Updated at 11:45 a.m. Wednesday:
A proposal to restrict sales of street newspapers took its first step forward Tuesday night, although many members of the Metro Council wanted to quickly kill the measure. Vice Mayor David Briley, who oversees the council, cut off debate before it could begin. He reminded the room that the first reading of a bill has historically not been the time for discussion.
“It’s the rarest of occasion when this council pulls a bill off of first reading and votes it down,“ Briley said.
Councilman Steve Glover proposed came up with the idea to ban sales when the newspapers must be handed through a windows into a car. If approved, such a law would directly threaten The Contributor newspaper, sold mostly by homeless vendors in Nashville.
Glover told The Tennessean that he plans to defer the bill to improve it. So while the first vote passed, changes could come next month.
Reported earlier
The Metro Council will consider a new ordinance Tuesday night that threatens the existence of The Contributor street newspaper and others like it. Newspaper staff members — including dozens of homeless vendors who sell it on roadsides — are fighting for the paper’s survival.

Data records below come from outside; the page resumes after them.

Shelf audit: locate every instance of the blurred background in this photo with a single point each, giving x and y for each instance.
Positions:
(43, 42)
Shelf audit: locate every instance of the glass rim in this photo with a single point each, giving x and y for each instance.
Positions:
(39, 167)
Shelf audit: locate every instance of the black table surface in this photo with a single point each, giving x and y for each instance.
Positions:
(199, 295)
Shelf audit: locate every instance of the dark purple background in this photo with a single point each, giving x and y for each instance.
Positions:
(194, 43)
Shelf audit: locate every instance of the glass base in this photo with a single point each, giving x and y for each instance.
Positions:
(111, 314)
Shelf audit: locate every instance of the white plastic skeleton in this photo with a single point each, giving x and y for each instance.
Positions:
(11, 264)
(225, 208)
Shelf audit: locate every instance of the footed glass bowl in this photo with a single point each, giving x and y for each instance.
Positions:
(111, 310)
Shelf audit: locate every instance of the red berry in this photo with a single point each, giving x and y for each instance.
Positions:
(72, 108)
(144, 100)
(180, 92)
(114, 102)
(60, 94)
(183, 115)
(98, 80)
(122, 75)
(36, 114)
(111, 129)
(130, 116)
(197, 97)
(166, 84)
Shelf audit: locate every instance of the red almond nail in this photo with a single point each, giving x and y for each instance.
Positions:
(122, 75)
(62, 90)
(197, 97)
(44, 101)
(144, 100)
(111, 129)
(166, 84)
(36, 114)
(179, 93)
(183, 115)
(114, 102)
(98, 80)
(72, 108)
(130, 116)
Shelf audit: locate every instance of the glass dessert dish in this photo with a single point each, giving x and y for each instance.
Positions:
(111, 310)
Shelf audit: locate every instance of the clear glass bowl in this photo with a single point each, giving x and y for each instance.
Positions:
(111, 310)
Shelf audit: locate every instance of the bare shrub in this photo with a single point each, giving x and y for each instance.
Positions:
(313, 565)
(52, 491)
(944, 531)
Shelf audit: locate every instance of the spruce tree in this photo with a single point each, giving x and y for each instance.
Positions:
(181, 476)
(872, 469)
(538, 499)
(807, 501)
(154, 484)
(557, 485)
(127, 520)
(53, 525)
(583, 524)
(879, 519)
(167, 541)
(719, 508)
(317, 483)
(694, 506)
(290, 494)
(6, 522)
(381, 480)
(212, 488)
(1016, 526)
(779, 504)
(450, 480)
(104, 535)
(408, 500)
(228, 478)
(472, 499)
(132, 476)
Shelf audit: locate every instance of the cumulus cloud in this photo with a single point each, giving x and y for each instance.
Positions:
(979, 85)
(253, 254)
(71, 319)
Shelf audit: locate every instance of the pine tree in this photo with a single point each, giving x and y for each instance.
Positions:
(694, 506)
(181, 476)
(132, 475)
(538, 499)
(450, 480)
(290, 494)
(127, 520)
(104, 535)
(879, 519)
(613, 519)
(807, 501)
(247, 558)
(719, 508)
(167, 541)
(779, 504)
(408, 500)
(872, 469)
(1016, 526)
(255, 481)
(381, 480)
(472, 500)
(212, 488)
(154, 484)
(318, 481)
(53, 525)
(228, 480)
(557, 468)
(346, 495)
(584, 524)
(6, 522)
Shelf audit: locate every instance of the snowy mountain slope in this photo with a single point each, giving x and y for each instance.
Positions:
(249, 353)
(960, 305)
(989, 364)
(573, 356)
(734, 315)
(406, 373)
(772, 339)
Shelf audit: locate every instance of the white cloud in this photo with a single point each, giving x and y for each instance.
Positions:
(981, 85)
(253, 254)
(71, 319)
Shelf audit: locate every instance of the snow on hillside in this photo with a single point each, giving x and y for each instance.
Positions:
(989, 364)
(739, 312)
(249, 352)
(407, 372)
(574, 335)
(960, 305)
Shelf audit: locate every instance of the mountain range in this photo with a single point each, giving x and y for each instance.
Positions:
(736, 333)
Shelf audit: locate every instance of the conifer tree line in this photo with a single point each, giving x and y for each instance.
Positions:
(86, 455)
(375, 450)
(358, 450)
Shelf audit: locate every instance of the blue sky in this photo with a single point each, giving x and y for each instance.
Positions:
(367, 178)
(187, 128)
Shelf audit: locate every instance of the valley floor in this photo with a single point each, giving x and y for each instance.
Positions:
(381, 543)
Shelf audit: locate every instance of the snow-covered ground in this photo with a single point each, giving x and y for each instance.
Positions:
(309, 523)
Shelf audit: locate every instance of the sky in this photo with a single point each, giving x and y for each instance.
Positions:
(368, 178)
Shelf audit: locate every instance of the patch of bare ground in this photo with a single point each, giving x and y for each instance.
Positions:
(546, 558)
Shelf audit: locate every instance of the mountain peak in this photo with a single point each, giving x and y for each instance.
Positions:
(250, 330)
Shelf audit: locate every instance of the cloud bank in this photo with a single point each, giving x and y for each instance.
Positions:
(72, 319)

Since 2007, The Contributor newspaper has circulated through sales on street corners, with earnings benefiting the mostly homeless vendors. About 9,000 copies sell each week, typically to people in their cars.
But the new proposal would outlaw sales through the windows of vehicles.
Contributor vendors aren’t waiting around. The newspaper opened its regular meeting to the media this week and has taken to Facebook and Twitter to plead its case. One vendor, named June, recorded a pro-Contributor poem for YouTube.
“The Contributor opened me up to talk, to make friends. Please let the Contributor stay. Don’t take the Contributor away,” she reads in the video.
https://www.youtube.com/watch?v=HPXRPBgjpJM
The proposal is similar to bans that passed in Brentwood and Goodlettsville.
A public hearing on Nashville’s proposed ordinance is expected next month at city hall.